Hardy looked across the expanse of lawn to what he knew to be the Markhams' kitchen. He realized they'd left the kitchen windows open when they'd gone.
"I thought it was a backfire or something. I mean, a gunshot is not your first thought in this neighborhood."
"But you may have heard three of them?"
"Well, that's funny, you know. None of them were really loud. In my memory it's three, but when I go back there and try to hear them, it's more like I heard one and remembered two. I'm not making sense, am I? What I mean is, the last one definitely was something-I sat up in bed-but the first two were almost as if I dreamed them, you know how that happens?"
"Sure." Hardy nodded. The siren that turns out to be your alarm clock. But this, he thought, might possibly be the two shots that killed the girls-right there seventy feet away-then the last round through the open kitchen window, which would have been louder. "But you were in bed when you heard them? Do you remember what time it was?"
"Yes, exactly. It was ten forty-two on the clock by my bed. I remember being very frustrated. I don't go to sleep easily since Meg passed-four years ago now-and if I wake up, that's usually it for the night. I'm up. And last Tuesday, with all the strain, I came home from Carla's and had a glass of wine, but barely dozed. Then with the gunshot…"
"You were awake the rest of the night?"
"Until three, anyway. Those are long hours, eleven to three."
Hardy made a sympathetic noise. "I know them pretty well myself.

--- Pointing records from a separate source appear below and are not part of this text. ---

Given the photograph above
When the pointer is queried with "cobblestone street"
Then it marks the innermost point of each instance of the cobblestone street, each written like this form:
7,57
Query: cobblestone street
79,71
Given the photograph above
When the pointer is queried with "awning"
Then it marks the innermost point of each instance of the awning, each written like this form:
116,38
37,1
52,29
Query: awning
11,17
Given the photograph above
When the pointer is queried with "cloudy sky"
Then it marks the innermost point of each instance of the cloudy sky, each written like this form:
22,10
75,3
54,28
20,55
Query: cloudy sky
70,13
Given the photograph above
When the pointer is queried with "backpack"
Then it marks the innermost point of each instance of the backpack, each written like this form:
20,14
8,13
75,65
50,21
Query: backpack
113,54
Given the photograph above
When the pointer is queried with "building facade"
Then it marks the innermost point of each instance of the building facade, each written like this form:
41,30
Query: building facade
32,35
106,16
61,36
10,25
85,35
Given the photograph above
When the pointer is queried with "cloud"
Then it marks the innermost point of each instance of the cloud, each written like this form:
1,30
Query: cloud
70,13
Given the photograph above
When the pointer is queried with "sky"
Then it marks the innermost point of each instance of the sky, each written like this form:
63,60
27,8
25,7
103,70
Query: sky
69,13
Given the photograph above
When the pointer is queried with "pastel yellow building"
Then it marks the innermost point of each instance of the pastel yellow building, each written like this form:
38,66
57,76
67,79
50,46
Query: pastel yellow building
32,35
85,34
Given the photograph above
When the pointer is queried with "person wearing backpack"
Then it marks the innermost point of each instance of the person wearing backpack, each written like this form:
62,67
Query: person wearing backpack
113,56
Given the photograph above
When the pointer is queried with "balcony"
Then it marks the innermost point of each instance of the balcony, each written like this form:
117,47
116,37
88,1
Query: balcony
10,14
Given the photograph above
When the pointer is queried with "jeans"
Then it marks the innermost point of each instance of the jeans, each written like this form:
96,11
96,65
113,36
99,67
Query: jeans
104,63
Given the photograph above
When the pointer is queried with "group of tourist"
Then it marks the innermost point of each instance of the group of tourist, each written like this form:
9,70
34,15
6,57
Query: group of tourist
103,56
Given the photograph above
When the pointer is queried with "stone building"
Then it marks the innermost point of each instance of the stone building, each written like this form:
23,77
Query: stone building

So when did you finally determine that they were gunshots?"
"Oh, not until the next morning." The memory bushwhacked him for a moment. "God, it's just so awful."
"You were close to them, the Markhams?"
He hesitated. "Well, Carla, I'd say so. Tim was a bit of a cold fish, at least to me." Moving along to happier memories, his face came alive. "But Carla would come over and help with my garden here sometimes. We'd have coffee…some nice talks. I can't believe…" He hung his head and shook it. When he looked back up, he smiled, but his eyes had a glassy quality.